By morning, the glow on Emberlynn's shoulder had faded.
But the burn remained.
She sat at the edge of her bed, cradling her arm like it might betray her again. The mark—once barely a scar—now pulsed under her skin like it remembered something she didn't.
Her grandmother watched her from the doorway, ancient eyes narrowing beneath white brows. "You had that dream again, didn't you?"
Emberlynn glanced up. "It wasn't a dream."
A pause. Her grandmother stepped into the room, her cane clicking softly against the wooden floor. "You went to the forest."
It wasn't a question.
"I only stood near the edge," Emberlynn muttered. "Then… he found me."
Silence stretched like a shadow.
Her grandmother's voice turned low. "He?"
Emberlynn nodded. "A man. Tall. Pale. His eyes were—strange. He knew my name."
Her grandmother sat beside her, joints cracking as she lowered herself. "You should have told me sooner. About the mark. The dreams.
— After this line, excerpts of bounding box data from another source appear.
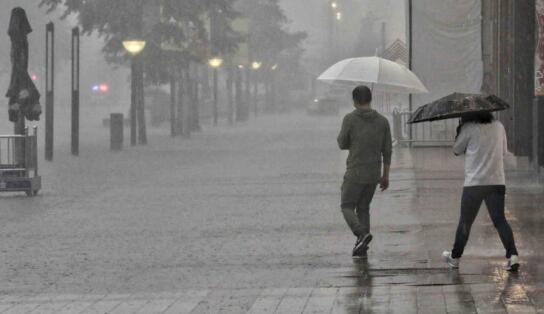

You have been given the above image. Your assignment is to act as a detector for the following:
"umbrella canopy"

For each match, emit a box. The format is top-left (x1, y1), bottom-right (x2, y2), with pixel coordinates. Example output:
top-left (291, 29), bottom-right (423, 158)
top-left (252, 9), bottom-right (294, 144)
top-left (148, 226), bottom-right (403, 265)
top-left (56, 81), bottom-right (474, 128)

top-left (317, 57), bottom-right (429, 94)
top-left (408, 93), bottom-right (510, 124)
top-left (6, 7), bottom-right (42, 122)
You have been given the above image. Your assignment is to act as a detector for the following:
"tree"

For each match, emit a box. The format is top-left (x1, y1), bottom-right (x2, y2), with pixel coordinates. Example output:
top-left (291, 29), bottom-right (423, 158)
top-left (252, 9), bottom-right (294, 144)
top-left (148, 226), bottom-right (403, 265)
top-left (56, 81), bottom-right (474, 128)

top-left (41, 0), bottom-right (240, 136)
top-left (237, 0), bottom-right (307, 110)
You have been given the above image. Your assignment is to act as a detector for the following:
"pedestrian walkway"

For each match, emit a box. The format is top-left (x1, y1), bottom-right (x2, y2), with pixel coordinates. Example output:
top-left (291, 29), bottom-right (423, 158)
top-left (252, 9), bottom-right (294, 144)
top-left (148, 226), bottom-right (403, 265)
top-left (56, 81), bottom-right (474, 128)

top-left (0, 115), bottom-right (544, 314)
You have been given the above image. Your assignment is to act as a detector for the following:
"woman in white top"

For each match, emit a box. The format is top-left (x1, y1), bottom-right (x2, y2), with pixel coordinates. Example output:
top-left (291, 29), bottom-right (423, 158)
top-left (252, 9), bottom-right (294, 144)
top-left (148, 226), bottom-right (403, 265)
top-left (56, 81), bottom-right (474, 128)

top-left (443, 112), bottom-right (519, 271)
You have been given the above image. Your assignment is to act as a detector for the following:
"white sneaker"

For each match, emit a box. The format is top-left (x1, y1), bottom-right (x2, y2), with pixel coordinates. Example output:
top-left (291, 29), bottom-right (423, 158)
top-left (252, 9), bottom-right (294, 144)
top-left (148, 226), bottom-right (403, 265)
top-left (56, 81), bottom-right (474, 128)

top-left (442, 251), bottom-right (459, 268)
top-left (506, 255), bottom-right (519, 272)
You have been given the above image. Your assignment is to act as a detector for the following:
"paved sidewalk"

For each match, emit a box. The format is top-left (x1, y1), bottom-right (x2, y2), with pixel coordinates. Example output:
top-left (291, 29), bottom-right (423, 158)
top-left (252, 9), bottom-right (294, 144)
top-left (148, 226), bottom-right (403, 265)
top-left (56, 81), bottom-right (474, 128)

top-left (0, 115), bottom-right (544, 313)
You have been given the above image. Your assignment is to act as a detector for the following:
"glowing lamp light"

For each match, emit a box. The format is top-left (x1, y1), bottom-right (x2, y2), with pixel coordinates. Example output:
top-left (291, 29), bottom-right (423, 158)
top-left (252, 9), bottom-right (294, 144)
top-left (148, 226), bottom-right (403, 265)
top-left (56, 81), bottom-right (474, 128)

top-left (251, 61), bottom-right (263, 70)
top-left (123, 40), bottom-right (145, 56)
top-left (208, 57), bottom-right (223, 69)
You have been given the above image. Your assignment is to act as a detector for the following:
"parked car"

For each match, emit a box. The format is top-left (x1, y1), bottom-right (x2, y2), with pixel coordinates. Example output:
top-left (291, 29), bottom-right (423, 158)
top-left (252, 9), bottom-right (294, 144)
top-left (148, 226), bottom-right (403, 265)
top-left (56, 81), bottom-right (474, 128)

top-left (306, 96), bottom-right (341, 115)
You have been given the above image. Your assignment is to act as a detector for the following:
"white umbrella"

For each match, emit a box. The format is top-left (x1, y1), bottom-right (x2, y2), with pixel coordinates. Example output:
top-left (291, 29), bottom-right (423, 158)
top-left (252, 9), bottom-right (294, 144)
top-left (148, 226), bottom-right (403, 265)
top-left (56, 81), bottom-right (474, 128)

top-left (317, 57), bottom-right (429, 94)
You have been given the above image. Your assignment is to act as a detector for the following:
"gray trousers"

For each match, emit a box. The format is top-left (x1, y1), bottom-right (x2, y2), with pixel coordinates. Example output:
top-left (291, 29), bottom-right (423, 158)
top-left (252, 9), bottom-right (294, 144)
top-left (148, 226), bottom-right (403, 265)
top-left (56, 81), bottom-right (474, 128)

top-left (341, 181), bottom-right (377, 237)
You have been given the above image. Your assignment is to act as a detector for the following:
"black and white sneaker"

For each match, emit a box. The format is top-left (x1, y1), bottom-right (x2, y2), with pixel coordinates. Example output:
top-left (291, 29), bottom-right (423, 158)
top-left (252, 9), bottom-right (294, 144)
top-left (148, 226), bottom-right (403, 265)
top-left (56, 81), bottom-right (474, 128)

top-left (506, 255), bottom-right (519, 273)
top-left (353, 233), bottom-right (372, 257)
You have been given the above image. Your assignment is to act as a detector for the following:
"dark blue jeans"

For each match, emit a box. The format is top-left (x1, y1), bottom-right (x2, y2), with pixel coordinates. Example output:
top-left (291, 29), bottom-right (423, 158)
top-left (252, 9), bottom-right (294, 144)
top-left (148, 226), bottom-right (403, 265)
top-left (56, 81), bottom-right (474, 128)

top-left (451, 185), bottom-right (518, 258)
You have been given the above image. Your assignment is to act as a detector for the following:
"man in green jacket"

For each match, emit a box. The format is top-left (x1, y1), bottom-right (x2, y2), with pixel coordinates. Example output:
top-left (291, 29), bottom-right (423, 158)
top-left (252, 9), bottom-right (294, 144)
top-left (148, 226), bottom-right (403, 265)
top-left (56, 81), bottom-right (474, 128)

top-left (338, 86), bottom-right (392, 258)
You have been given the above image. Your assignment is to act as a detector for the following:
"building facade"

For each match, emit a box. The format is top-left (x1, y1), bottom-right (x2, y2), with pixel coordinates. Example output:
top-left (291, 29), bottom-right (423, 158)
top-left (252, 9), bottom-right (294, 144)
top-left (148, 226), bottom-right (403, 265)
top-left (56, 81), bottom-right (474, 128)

top-left (482, 0), bottom-right (544, 165)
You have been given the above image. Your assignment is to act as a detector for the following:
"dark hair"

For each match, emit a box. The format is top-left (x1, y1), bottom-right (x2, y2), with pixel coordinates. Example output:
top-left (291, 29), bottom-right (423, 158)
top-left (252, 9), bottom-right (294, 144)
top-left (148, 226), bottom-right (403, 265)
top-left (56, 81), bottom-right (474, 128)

All of it."
"I didn't want you to think I was cursed."
"You are cursed," she said bluntly, then softened. "But not the kind that kills. The kind that's wanted. Chosen."
"Chosen by what?" Emberlynn's voice cracked. "Who am I?"
Her grandmother sighed. "You were born under a sealed moon. Blood and fire guarded your soul before your first breath. We knew—one day—the seal would call to you. That something would come for you."
"I think… it already has."
Her grandmother looked at her with heavy sadness. "There is a name the old texts whisper. Malphas."
The name made Emberlynn's skin crawl. "He didn't give it. But… it fits. There was something wrong about him."
"Wrong?" her grandmother echoed. "Or too right in a world that's grown used to lies?"
They sat in silence, the morning light casting long shadows on the wall.
That afternoon, Emberlynn visited the old shrine behind their cottage—a forgotten place no one dared clean, with ivy-thick walls and a cracked statue of a goddess whose face had been burned away.
She knelt before it, her fingers brushing against cold stone.
"Why me?" she whispered.
The wind didn't answer this time.
But that night, the dreams returned. Only this time, they were clearer.
She stood in a hall of obsidian—dark, endless, gleaming. Fire flickered along the walls, but it gave no warmth. And at the far end stood a throne carved from bone and shadow.
He sat on it.
The man from the forest.
Malphas.
Not cloaked now—but cloaked in power. His hair fell past his shoulders, black and silver waves moving like smoke. His eyes glowed like embers. And when he looked at her, it felt like being seen through time.
"You are not ready," he said.
"I didn't come to you," she spat. "You came to me."
He rose from the throne, his steps silent. "You were born with a key inside you. A lock carved from the blood of angels. Your life is not your own."
"I won't help you."
He stopped before her, inches away, his voice low. "You already are."
She woke with a gasp.
Sweat clung to her skin. Her window stood open—though she remembered locking it. The air was thick with night. And outside, just beyond the trees...
Two red eyes watched her through the dark.